Catcher Defense with Linear Mixed Effect Models

2018/09/01

In baseball, measuring catcher defense is notoriously tricky. This is because it includes things like pitch framing and game calling that aren’t captured in traditional stats sheets. One approach to this is to do a “with-or-without you” analysis, in other words look at the difference in outcome depending on catcher, holding as many other contributing factors constant as possible. One prominent example of this is Tom Tango’s analysis of passed balls and wild pitches - events where the responsibility can reasonably be assumed to be limited to the pitcher and catcher.

A related approach is to use generalized linear mixed effect models. Notably, this is the approach taken by Baseball Prospectus in their measurements of catcher framing.

The analysis I present here lies somewhere in between these two - but is somewhat orthogonal as well. It’s different than the Baseball Prospectus approach because it controls for many fewer factors and it’s orthogonal to both because it measures an outcome that has many more causal factors in addition to pitcher and catcher identity.

My analysis

My analysis looks at the number of runs scored by the opponent, and tries to assign credit to the catcher. There are lots of factors besides catcher that contribute to runs scored, for example,

This makes assigning credit to the catcher inherently more noisy than something more constrained like wild pitches, passed balls, or called strikes.
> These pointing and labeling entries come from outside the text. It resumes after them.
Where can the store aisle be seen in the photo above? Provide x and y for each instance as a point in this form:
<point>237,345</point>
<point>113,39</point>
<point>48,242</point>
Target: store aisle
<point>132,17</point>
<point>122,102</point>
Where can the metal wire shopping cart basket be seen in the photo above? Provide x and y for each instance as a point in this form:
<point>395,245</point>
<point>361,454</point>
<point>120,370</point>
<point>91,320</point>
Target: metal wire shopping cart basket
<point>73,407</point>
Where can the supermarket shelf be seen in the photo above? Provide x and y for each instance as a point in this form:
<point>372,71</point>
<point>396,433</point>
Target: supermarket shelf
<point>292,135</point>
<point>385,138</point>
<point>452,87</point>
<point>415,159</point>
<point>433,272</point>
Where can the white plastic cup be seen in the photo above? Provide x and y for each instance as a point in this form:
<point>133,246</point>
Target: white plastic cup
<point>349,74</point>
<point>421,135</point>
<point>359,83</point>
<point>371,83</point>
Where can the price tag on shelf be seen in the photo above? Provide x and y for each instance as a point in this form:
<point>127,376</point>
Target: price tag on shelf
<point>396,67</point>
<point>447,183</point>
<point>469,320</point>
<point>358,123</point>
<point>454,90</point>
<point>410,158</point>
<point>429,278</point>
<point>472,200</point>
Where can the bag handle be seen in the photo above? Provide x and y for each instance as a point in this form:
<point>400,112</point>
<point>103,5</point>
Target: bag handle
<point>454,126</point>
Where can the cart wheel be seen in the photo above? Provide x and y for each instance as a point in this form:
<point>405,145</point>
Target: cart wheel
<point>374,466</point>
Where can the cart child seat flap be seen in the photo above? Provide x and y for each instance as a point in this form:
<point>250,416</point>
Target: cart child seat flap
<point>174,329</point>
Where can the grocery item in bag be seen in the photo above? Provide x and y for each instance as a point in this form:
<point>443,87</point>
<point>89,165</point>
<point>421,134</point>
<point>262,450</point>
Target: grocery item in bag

Nevertheless, I’m going to fit the model and see what happens - as I’ve written before I don’t believe in letting the perfect be the enemy of the good

The present analysis is an alternative version of a topic I’ve looked at before, which is estimating catcher defense back to 1911 using the same linear mixed effect modeling framework. For the work linked above I used only game final scores. What I do here is to count only the runs scored through the end of the 5th inning. The logic behind that choice is that it will mitigate complications of knowing which relief pitchers were brought in - it’s mostly true that the starting pitcher will still be there in the 5th. In the current analysis I use retrosheet play-by-play data from 1961 - 2017.

linear mixed effect models

Linear mixed effect models are appropriate when there are groups within the data, and there are coefficients that vary across groups. The canonical example I think of is schools - if you model outcomes (test scores, or graduation rates, say) as a function of spending on after school programs or something similar, you would expect a positively correlated relationship between outcomes and spending. However, each school starts from it’s own baseline. So if you threw them all in to the same linear regression model, you’d get a model that doesn’t match the reality. In the linear mixed effect model framework you can fit a slope for outcome vs spending that is constant across groups (the fixed effect) and a intercept that is different for each group (the random effect). In the baseball context, the catchers, pitchers, park, offense and defense are all modeled as random effects.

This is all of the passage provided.